Like a lot of western towns, Bozeman, Mont. had a booming red light district in the late nineteenth century, filled with brothels and madams.
Two different brothels were operated in Bozeman by 1880, one with white prostitutes and the other with Chinese, some as young as thirteen-years-old. Chinese girls as young as six-years-old were trafficked to the U.S. in large boxes. They lived in the basements of brothels in rooms barely big enough for a bed. The rooms were often used as opium dens.
Efforts to shut down the brothels and opium dens, such as the Carnegie Library in 1903-1904, were led by organizations like the Women’s Christian Temperance Union. The library’s funding was from Andrew Carnegie, a Scottish American industrialist.

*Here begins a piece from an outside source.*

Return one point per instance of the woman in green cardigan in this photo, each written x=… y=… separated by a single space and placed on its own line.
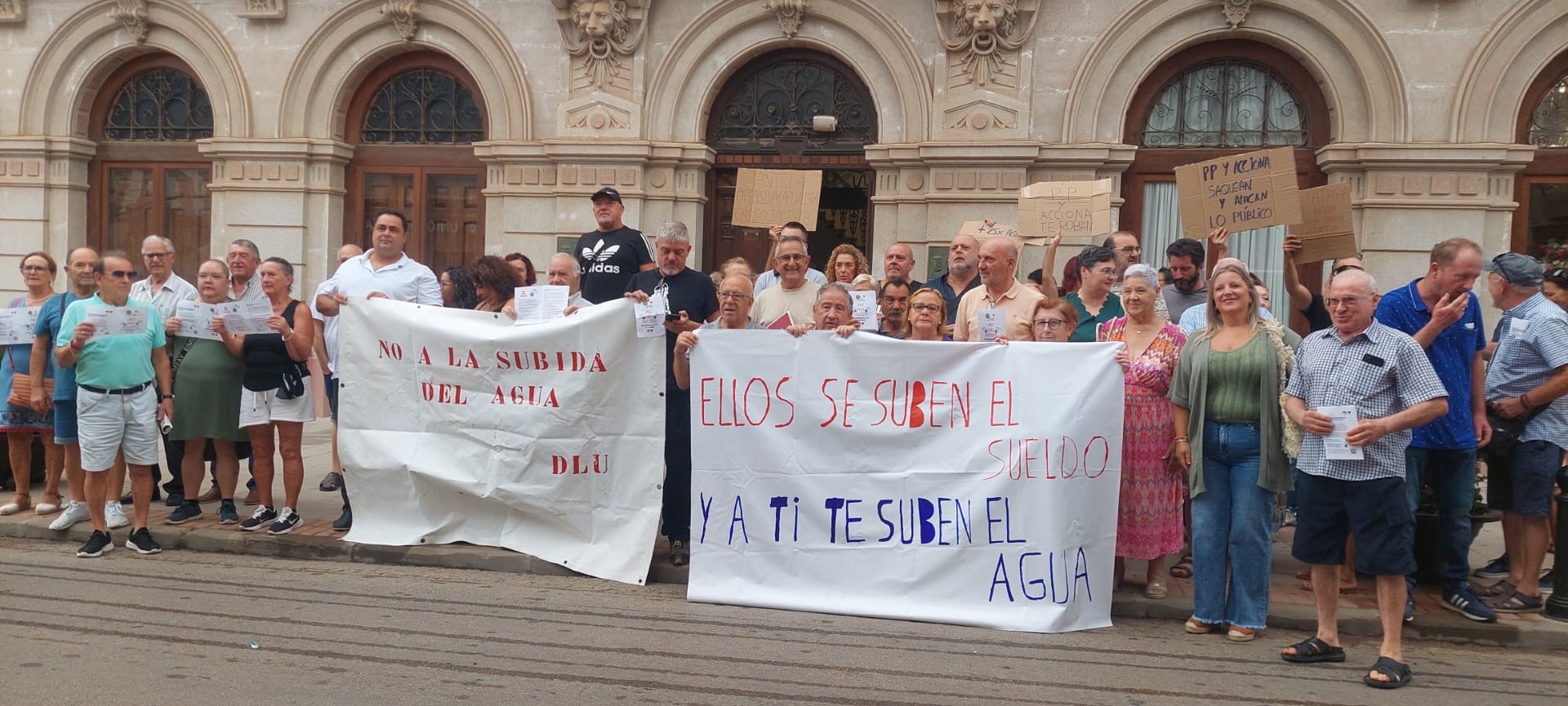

Bozeman’s first madam was also one of the most prominent. In 1874 Louisa Couselle moved her business from Helena to Bozeman to take advantage of the growing male population in the 1870s. This boom was due to the Northern Pacific Railroad’s construction as well as men stationed nearby at Fort Ellis. Prostitutes would lure cowboys, miners and businessmen into the brothels.
Couselle’s financial success allowed her to purchase 15 lots total. These served as a starting point for the thriving industry, which was located just north of Main Street between North Rouse and North Bozeman Avenues. Couselle is listed as one of 59 “heavy tax payers of Gallatin County,” paying $194 in taxes.
Couselle also extended generous mortgages to former employees. One such employee, a madam named Kitty “Roberta Warn” Warren, later bought nearby properties thanks to financial help from Couselle.
Warren died in a burn accident in 1885. She was 25 years old. Couselle died the following year at age 54, leaving behind a remarkably valuable estate worth $20,000.